Food packaging firm CPMC up 13pc on debut
Shares of food packaging firm CPMC Holdings, which raised HK$1.08 billion in an initial public offering, closed 13.4 per cent higher in their trading debut yesterday.
CPMC, a subsidiary of Cofco Group, opened at HK$6.90 and went as high as HK$7.05 before closing at HK$6.11. The shares were offered at HK$5.39.
The largest metal packaging company in the country, it has Tsingtao Brewery, Coca-Cola China, Budweiser and China Resources as major clients.
CPMC priced its offering at the top end of the HK$3.85 to HK$5.39 range and plans to use more than 40 per cent of the proceeds to build production facilities in Wuhan.
According to a pre-listing report by Sun Hung Kai Financial, CPMC has been priced at 26.1 times estimated earnings this year. Sister company China Foods, another subsidiary of Cofco, is trading at 23.1 times estimated earnings. The report said CPMC's pricing would be more reasonable if it was at the bottom end.
Despite a good response from investors, analysts said recent offerings such as CPMC, which was more than 200 times oversubscribed, had attracted many speculators.
'A lot of people who have bought new shares are not in for the long term,' said Mark To, an associate director at Prudential Brokerage. 'It's less to do with the fundamentals of the companies and more to do with how well the stock market is doing at the time.'
The trading debuts of Evergrande Real Estate Group and Trinity earlier this month have been more impressive. Evergrande surged nearly 35 per cent above its offer price of HK$3.50 on its first day and closed at HK$4.37 yesterday, a gain of 24.9 per cent on its offer price.

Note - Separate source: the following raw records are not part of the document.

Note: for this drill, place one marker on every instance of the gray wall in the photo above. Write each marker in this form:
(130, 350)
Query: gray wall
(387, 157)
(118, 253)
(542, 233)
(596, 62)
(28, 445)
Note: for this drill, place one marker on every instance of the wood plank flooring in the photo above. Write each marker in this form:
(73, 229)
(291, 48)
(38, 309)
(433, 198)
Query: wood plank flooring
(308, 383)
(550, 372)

Trinity traded yesterday at HK$2.46, the same as its first-day closing price, up about 49 per cent from its HK$1.65 offer price.

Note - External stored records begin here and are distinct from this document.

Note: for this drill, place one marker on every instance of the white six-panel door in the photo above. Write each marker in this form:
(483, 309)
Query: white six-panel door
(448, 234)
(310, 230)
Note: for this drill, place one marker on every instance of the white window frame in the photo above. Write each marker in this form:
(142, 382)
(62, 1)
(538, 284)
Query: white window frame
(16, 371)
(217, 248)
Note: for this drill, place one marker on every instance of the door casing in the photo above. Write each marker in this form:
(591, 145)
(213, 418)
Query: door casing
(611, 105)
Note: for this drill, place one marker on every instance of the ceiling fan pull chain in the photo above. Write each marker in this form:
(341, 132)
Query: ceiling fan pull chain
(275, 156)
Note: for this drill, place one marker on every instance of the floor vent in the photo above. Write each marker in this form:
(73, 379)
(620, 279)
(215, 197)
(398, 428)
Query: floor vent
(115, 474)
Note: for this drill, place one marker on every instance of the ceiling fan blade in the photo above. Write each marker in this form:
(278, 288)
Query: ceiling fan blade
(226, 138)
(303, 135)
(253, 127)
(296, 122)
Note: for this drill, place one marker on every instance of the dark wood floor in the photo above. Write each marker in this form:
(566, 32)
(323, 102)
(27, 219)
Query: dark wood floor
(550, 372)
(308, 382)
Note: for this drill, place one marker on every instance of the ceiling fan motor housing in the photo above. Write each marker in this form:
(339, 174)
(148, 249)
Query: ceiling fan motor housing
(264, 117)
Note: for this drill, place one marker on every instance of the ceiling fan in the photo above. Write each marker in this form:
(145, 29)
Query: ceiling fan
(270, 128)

To expected other flotations such as China Minsheng Banking Corp to bring more speculators, saying: 'Many new shareholders will immediately sell their holdings on the first day of trading to take a quick profit. 'They will then wait for a correction in the share price and reconsider after looking at the earnings potential of these companies.'
Some of this year's new listings have already issued profit warnings. Silver Base Group Holdings, which listed in April, and Amber Energy, listed in July, both said in statements to the stock exchange they were likely to report declining profits.